There is a certain level of functionality available in all relational databases...LINQ to SQL has been designed to be isomorphic to that functionality. The result of that (plus the very powerful reflection classes in .NET) means that the only problem here is that Microsoft hasn't optimized the expression tree to SQL output as much as possible. After another update or two to the .NET framework, the performance should be virtually identical; it may possibly be even better with LINQ to SQL since it may 'think' to optimize queries in ways that you wouldn't think to.

On a side note, the author also neglects to mention that LINQ to SQL is a great way to make your code more portable to other platforms (Mono) or other databases (MySQL, PostgreSQL, etc.) so that you don't have to learn the intricacies of each databases' SQL syntax.


Only one problem there. Microsoft has pretty much EOL'd LINQ-to-SQL in favour of Entity Framework.

So, the performance improvements and code improvements that you speak of will never get done.


Linq to SQL produces expression trees. These expression trees are interpreted by the query provider. In the case of Linq to SQL the query provider produces SQL for the SQL Server dialect. The SQL can be optimized. This SQL is sent to SQL Server which then parses and optimizes the execution plan for the SQL (or not if it is already in the procedure cache).

Are you saying that the Linq expression to SQL optimization will replace the SQL Server SQL plan optimization?

The gory details of producing a Linq query provider are covered in this series of blog posts: http://blogs.msdn.com/mattwar/pages/linq-links.aspx


No, I'm not saying that Linq to SQL will replace the SQL Server plan optimization; I'm merely pointing out that a well-optimized (and perhaps dynamic, using reflection) query provider could probably generate better, more efficient SQL queries than 99% of developers in 99% of use cases. You might miss out on some potential optimizations simply because you're trying to get the code working right instead of spending hours to shave a few milliseconds off of your query's execution time (plus, nobody's perfect!)

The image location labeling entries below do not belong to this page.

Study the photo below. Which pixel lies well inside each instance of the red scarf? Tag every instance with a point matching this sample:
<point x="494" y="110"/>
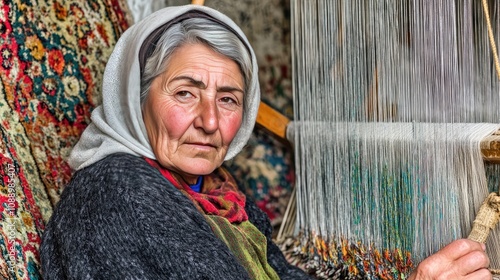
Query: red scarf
<point x="219" y="194"/>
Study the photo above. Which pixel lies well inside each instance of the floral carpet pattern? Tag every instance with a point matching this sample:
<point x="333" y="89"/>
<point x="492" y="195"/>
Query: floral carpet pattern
<point x="52" y="57"/>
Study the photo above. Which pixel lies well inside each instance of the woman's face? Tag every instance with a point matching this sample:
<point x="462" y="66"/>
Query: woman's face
<point x="194" y="110"/>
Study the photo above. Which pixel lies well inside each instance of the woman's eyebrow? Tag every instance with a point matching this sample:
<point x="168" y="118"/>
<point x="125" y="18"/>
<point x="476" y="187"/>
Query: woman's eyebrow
<point x="200" y="84"/>
<point x="196" y="83"/>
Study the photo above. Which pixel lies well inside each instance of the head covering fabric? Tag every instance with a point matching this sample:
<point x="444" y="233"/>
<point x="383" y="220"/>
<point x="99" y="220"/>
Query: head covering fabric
<point x="117" y="125"/>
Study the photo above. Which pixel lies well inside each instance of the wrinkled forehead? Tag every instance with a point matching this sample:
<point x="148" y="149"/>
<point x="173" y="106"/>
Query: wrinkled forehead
<point x="149" y="44"/>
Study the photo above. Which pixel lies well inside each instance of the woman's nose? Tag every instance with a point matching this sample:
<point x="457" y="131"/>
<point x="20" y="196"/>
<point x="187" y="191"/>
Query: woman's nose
<point x="207" y="118"/>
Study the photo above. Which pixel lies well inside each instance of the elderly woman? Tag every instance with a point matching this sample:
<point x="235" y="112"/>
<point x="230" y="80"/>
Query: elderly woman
<point x="149" y="198"/>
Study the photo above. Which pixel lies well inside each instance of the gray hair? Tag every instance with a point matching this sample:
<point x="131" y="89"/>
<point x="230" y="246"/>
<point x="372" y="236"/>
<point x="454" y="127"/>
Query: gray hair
<point x="191" y="31"/>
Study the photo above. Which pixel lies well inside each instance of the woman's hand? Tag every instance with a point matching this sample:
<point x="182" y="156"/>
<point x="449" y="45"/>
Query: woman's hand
<point x="461" y="259"/>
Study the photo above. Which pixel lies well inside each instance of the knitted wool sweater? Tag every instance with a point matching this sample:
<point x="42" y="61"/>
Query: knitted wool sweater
<point x="121" y="219"/>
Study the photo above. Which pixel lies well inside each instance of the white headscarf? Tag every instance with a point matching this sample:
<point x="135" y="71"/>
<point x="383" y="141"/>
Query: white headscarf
<point x="117" y="124"/>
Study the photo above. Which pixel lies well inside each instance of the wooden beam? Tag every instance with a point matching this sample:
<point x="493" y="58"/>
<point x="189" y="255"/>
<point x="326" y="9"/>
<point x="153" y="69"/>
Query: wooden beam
<point x="272" y="120"/>
<point x="276" y="123"/>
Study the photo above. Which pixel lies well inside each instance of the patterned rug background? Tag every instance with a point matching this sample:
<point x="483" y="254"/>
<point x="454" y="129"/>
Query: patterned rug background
<point x="52" y="57"/>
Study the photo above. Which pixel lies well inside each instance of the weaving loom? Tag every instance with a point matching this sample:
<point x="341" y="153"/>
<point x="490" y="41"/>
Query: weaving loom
<point x="395" y="114"/>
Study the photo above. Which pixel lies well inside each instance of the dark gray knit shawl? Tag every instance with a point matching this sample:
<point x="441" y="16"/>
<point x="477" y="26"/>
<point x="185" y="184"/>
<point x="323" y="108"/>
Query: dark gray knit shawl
<point x="121" y="219"/>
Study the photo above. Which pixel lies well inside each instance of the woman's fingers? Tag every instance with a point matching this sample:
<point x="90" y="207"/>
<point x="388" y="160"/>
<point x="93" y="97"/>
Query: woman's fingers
<point x="482" y="274"/>
<point x="472" y="262"/>
<point x="460" y="248"/>
<point x="461" y="259"/>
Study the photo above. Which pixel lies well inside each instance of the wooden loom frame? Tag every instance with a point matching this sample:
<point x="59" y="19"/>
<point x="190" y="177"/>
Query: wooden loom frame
<point x="276" y="123"/>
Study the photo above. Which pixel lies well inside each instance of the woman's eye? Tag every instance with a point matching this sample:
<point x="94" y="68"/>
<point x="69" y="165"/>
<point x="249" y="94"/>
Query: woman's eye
<point x="184" y="94"/>
<point x="228" y="100"/>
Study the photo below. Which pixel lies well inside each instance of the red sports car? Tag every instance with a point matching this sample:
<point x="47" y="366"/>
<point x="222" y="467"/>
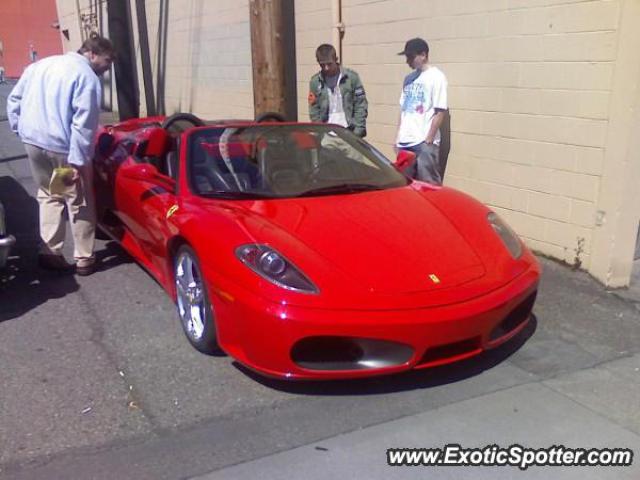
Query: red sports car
<point x="304" y="253"/>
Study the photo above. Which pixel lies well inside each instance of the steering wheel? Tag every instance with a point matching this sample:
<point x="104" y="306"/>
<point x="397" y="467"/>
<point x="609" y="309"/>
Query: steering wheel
<point x="181" y="117"/>
<point x="270" y="117"/>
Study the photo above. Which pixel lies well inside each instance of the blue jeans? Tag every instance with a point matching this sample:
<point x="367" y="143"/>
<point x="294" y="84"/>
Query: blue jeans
<point x="426" y="167"/>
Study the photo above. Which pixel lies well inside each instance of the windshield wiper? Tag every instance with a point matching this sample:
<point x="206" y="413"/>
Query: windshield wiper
<point x="341" y="188"/>
<point x="234" y="195"/>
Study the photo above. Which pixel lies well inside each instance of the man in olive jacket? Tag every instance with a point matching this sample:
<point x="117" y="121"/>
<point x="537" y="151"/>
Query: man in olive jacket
<point x="345" y="105"/>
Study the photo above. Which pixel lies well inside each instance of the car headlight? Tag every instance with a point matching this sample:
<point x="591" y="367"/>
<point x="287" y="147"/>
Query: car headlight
<point x="272" y="266"/>
<point x="508" y="236"/>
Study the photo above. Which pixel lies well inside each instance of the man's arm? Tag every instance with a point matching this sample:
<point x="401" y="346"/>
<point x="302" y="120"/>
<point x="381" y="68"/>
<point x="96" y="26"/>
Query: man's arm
<point x="14" y="99"/>
<point x="435" y="125"/>
<point x="360" y="107"/>
<point x="440" y="104"/>
<point x="315" y="113"/>
<point x="86" y="112"/>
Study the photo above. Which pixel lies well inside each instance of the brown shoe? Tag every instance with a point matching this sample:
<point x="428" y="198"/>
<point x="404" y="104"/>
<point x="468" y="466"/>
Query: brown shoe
<point x="54" y="262"/>
<point x="85" y="266"/>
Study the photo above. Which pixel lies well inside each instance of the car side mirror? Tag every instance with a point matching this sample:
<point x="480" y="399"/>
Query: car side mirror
<point x="104" y="144"/>
<point x="145" y="172"/>
<point x="404" y="160"/>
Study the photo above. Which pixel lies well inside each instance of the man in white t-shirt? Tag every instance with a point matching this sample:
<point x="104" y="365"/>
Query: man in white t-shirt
<point x="423" y="105"/>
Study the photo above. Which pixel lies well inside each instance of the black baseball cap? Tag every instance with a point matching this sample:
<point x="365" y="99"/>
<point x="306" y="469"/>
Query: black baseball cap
<point x="414" y="47"/>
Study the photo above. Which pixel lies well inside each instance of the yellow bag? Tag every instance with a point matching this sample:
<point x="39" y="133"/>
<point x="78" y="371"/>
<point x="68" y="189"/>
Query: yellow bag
<point x="61" y="181"/>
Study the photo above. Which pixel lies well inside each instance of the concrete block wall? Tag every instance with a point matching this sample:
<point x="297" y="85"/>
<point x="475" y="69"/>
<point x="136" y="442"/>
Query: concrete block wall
<point x="208" y="57"/>
<point x="530" y="86"/>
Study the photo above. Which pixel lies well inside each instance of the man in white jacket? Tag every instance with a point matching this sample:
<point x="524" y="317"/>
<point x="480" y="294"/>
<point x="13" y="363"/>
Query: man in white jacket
<point x="54" y="108"/>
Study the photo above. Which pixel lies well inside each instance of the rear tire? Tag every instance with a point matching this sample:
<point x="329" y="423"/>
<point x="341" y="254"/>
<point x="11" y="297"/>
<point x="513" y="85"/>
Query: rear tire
<point x="192" y="301"/>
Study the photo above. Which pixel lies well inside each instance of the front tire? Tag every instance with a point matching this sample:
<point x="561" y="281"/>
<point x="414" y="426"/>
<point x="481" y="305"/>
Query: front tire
<point x="192" y="301"/>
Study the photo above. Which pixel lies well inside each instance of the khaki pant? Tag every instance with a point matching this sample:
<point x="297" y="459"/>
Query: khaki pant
<point x="80" y="203"/>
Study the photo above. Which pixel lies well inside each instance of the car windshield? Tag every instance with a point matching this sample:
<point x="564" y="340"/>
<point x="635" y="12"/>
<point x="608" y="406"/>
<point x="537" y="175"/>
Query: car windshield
<point x="285" y="161"/>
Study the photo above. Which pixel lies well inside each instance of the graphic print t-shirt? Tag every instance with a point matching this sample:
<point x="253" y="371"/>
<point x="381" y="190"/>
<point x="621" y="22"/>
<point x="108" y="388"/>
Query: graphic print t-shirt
<point x="422" y="93"/>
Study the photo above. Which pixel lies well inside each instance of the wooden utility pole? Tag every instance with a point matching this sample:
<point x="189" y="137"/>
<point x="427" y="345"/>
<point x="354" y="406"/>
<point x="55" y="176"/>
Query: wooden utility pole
<point x="271" y="48"/>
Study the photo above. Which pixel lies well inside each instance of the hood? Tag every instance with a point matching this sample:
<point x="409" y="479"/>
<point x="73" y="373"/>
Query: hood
<point x="388" y="242"/>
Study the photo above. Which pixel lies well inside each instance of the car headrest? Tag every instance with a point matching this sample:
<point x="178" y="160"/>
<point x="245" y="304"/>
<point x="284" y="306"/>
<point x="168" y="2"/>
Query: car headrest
<point x="156" y="144"/>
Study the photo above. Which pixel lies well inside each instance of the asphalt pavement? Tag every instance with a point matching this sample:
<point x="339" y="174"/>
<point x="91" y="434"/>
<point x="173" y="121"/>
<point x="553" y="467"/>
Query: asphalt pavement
<point x="97" y="381"/>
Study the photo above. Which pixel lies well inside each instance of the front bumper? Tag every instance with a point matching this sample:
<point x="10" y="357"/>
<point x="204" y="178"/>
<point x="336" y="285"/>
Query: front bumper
<point x="5" y="247"/>
<point x="269" y="337"/>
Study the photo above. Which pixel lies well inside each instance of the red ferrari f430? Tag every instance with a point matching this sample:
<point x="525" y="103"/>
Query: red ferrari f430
<point x="304" y="253"/>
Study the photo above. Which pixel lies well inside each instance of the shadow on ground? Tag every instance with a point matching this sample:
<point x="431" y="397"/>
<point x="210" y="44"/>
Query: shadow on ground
<point x="427" y="378"/>
<point x="22" y="285"/>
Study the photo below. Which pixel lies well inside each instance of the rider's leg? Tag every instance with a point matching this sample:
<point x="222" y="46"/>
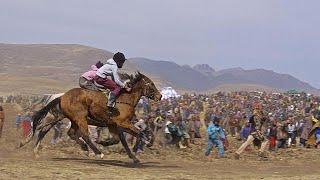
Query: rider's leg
<point x="114" y="88"/>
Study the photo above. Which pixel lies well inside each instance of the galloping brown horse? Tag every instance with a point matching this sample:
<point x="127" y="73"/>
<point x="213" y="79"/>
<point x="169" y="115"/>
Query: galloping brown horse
<point x="83" y="107"/>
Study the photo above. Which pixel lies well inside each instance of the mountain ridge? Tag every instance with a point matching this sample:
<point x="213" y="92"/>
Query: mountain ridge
<point x="66" y="62"/>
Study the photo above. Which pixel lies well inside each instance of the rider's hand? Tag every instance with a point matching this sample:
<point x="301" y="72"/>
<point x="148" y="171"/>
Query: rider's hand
<point x="128" y="89"/>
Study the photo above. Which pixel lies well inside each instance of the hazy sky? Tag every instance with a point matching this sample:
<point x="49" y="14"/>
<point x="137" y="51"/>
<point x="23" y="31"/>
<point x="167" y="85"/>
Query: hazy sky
<point x="280" y="35"/>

Now I start to understand better why HN readers oppose CH.


Please explain why, so we don't have to actually read the article ourselves. You could be doing other community members a great service by saving them the time to read articles that, according to your comment, aren't worth reading. However, your comment is useless without explaining why we needn't bother to read the article.


The article is full of messy and wrong arguments that are hard to summarize.


It's well named, I have to admit. Whenever he writes something like this I really do feel a kind of horror. I had to look up "Linq", by the way.


I'd be curious to hear the reasoning of the users who 'upvote' Jeff Atwood articles such as this one.


I upvoted this article because the conversation on this page is interesting and provides a lot more information than the original article. I always look at the comments before reading an article on HN, and often feel that they are more valuable and insightful than the linked page. This is the case here.


To everyone who's bashing, he's just saying that it's not a straightforward relationship under the covers of an abstraction. He's still using Linq2Sql and still returning datasets in one query. He just wants people to be aware that even though you have a good abstraction, there are still complex considerations.


Yeah, but at the same time, he's being misleading about the effects of N+1 query problem. It's a problem for a reason.

Anyone experienced enough in web development will maybe get his point, but the newbies who read his blog will not and will fight more senior developers on this topic, all because "Jeff Atwood said it".

That's where the bashing is centered on.


Someone should tell these newbies that "Jeff Atwood said it" is actually an argument against whatever he said.


Someone should, indeed.


I'm sure Google and other large dev shops will be chomping at the bit to buy the premise version of Stack Overflow once they see how sharp Jeff is.


The author doesn't know/understand SQL and he should be kept away from databases.